On the 24th July 2018, at Hill View Lake Kivu Hotel in Rubavu (Rwanda), the Greater Virunga Transboundary Collaboration (GVTC) is organizing a validation workshop on the “Zero Poaching” Strategy. Participants are from the Protected Areas shared by the 3 GVTC member countries (DRC, Rwanda and Uganda), ministerial law enforcement delegates and some members of security forces.
In his welcoming remarks, Dr Georges Muamba Tshibasu, GVTC Executive Secretary, thanked participants for having positively responded to GVTC’s invitation to validate the “Zero Poachnig” Strategy which, he says, a culmination of tireless efforts to which most participants have contributed. He also much appreciated the contribution of WWF, whose expertise has largely contributed to the success of this strategy, which is an appropriate response to factors fueling criminal destruction of fauna and flora in the Greater Virunga Landscape and whose scale and complexity justify the firm commitment of the participants and conservationists to put an end to it, by 2030. Indeed, this meets the spirit of the GVTC Treaty signed by the 3 member countries in 2015.

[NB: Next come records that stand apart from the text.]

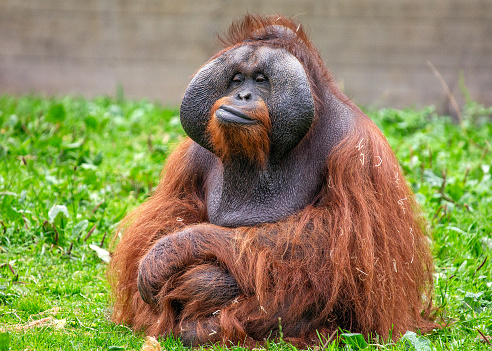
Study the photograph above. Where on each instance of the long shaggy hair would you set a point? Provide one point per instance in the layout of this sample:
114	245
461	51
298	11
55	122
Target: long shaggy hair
358	258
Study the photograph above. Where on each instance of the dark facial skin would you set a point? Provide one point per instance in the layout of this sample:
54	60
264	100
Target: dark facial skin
238	190
239	193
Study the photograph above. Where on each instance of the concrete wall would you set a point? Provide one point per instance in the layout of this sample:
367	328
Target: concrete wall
378	50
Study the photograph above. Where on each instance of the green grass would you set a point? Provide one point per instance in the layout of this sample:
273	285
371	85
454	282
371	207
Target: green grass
71	168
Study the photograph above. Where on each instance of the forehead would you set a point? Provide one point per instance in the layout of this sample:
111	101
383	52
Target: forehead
249	58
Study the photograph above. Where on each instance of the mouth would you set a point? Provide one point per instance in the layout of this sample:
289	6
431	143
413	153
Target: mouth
230	115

Mr. Prosper Uwingeli, Chief Park Warden of the Volcanoes National Park in Rwanda, welcomed the members of delegations of the Greater Virunga Transboundary Collaboration, while mentioning that the strategy “Zero Poaching” initiated by GVTC will have to maximize the views and contributions of stakeholders in the protected areas at different levels. He pointed out that the parks of the Greater Virunga Landscape will be inspired by this strategy that meets their needs, in the framework of effective and comprehensive law enforcement. The relevance of this strategy is the inclusion of equipment, training, collaboration, etc. that all aim at its materialization so that it may be fruitful.
During their more elaborate presentations, Mr. David Karuhanga, GVTC Legal Advisor and Mr. Drew McValey, WWF Expert (from Nairobi), outlined the context as well as the contours of poaching in the Greater Virunga Landscape, while specifying the six pillars on which the “Zero Poaching” strategy is based on.

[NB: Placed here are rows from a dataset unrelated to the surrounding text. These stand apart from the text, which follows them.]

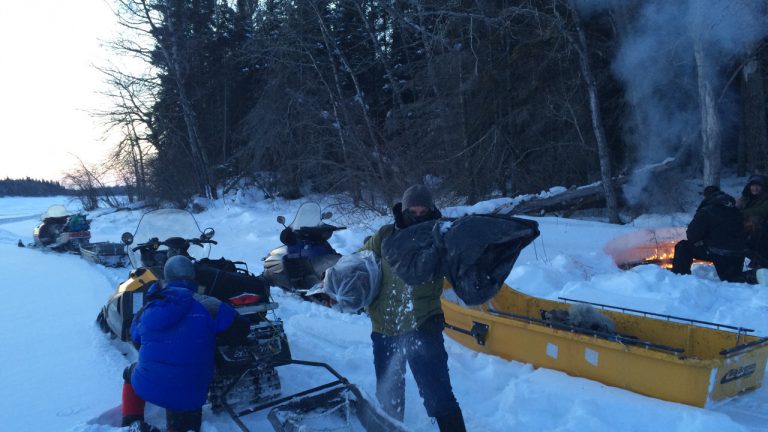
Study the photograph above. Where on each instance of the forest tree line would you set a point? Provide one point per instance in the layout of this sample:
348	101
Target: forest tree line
31	187
477	98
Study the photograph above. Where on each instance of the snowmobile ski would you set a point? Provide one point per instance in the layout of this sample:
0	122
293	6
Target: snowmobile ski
336	402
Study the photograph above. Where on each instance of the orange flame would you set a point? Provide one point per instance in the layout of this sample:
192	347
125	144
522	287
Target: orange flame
664	254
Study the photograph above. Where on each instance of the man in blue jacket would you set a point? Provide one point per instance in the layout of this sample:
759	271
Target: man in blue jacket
176	333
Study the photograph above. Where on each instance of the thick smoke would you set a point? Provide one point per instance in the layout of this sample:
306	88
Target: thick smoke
657	66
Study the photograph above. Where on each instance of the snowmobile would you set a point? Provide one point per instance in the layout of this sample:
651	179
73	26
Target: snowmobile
246	379
244	374
299	264
61	231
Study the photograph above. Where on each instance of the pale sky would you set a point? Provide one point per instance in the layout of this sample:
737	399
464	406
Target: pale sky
47	85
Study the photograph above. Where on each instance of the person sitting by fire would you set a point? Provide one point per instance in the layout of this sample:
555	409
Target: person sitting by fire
753	204
715	234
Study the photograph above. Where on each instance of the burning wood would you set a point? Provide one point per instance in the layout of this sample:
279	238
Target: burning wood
647	247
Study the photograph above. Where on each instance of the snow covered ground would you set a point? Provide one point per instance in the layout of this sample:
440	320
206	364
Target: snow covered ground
58	371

Globally, poaching is an illegal activity against fauna and flora, in violation of local, state, federal or international laws. Poaching activities include killing animals outside of permitted seasons, without license, with prohibited weapons, etc. This definition of poaching covers killing of birds, mammals, and other species as well as illegal trade of timber. As far as the “Zero Strategy “ is concerned, it is achieved in any site when there are no more detectable traces of poaching activities over a 12 months period and when there are no more perceptible impacts on a species (animal or plant) in order to cover this site and support any population.
The "Zero Poaching" strategy is based on six pillars that are complementary, if not complementary, namely: (1) Assessment: closing gaps in protection activities; (2) use of technology: implement useful and cost-effective technology; (3) capacity: train and motivate staff to provide the best protection; (4) increasing involvement of communities: increasing community involvement in protection efforts; (5) prosecutions: strengthening prosecutions of wildlife offenses;(6) collaboration between conservation stakeholders at local, national, regional and international levels.